Welcome to the Eighties: Shakatak lässt Nostalgiestimmung aufkommen

Shakatak am 1. Februar 2017 in der Harmonie Bonn. FOTO: Peter "Beppo" Szymanski

Shakatak lässt in der Bonner Harmonie die poppig-bunten Achtziger wiederaufleben und spielen das Beste aus ihrem Hitrepertoire von „Invitation“ über „Dark Is The Night“ bis zum aktuellen „Carry On“.

Von Mike H. Claan

Jill Saward FOTO: Peter „Beppo“ Szymanski

Es war die Zeit der Föhnfrisuren, der knallig produzierten Popsongs, von Asti und klebrig-süßen Mixgetränken. Shakatak gehörte zu diesen Bands, die Pop, Jazz und Discosounds zu einem tanzbaren Cocktail mixten. Songs wie „Invitations“ gehörten zu Dauerbrennern in Clubs, Kaufhäusern und Aufzügen. Die Briten hatten in den 1980er Jahren immerhin zehn Top-Ten-Nummern in ihrer Heimat. Am Mittwoch gastierte die Truppe in der Harmonie Bonn.
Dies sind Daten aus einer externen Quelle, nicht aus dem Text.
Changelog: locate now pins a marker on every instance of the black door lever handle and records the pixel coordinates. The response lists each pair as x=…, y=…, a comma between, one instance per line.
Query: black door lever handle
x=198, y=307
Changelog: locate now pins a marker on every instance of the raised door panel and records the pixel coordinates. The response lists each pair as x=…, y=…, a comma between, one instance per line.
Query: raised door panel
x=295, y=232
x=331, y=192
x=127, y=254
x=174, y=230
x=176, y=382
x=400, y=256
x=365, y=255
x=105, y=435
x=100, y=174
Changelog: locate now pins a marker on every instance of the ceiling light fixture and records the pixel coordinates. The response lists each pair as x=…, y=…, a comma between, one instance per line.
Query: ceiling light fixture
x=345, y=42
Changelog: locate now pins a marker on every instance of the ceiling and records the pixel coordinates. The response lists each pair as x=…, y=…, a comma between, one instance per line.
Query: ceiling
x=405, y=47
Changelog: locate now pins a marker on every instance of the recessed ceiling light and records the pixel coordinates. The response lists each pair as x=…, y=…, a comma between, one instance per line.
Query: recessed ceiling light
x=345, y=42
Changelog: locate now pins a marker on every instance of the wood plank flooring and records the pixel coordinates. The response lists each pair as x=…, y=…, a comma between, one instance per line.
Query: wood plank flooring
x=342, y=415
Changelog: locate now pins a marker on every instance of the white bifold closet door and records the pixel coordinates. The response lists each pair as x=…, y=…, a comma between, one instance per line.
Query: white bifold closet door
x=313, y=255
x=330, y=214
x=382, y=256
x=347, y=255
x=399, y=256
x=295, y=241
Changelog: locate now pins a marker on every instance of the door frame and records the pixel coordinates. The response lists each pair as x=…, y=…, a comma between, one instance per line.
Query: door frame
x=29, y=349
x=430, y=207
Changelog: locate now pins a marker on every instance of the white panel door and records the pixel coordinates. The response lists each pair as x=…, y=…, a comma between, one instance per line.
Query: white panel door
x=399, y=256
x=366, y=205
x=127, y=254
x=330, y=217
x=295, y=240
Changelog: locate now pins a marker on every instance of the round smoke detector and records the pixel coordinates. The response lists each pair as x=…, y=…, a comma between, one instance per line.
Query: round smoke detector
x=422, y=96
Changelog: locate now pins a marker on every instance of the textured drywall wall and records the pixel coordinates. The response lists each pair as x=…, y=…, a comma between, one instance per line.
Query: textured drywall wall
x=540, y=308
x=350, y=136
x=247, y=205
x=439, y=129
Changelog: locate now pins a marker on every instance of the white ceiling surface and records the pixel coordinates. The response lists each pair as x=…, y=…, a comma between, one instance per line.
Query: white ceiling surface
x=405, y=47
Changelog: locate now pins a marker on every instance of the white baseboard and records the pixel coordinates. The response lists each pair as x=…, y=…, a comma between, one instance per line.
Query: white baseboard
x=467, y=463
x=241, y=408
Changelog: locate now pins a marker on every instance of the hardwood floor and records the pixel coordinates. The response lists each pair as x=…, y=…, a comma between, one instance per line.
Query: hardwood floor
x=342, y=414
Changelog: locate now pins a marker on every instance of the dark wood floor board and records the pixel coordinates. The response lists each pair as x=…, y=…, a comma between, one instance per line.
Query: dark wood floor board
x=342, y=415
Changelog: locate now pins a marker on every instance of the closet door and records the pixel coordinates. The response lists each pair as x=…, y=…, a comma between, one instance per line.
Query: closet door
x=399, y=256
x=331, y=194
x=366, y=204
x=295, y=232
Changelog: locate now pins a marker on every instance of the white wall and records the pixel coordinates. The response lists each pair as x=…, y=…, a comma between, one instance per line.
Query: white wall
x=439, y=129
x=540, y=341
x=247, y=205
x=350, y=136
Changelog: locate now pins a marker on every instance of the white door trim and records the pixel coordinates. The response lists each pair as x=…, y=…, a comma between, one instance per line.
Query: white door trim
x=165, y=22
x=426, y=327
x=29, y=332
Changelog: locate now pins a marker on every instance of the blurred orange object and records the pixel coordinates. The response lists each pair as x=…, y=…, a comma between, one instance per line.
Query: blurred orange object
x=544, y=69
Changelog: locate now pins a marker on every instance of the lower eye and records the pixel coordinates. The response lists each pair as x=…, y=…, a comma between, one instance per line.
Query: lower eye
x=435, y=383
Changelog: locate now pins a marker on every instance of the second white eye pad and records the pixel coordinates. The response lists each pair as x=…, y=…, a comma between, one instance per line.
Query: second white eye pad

„Invitations“ stürmte tatsächlich vor 35 Jahren die Radiosender, ein Piano- und rhythmusdominierter Song, der damals viel Einfluss hatte. Grover Washington jr., Spyro Gyra, sogar Lee Ritenour und viele andere Jazzer sprangen auf den kommerziellen Zug auf. „Night Birds“ oder „Easier Said Than Done“ hatten zudem noch diesen gewissen Romantiktouch.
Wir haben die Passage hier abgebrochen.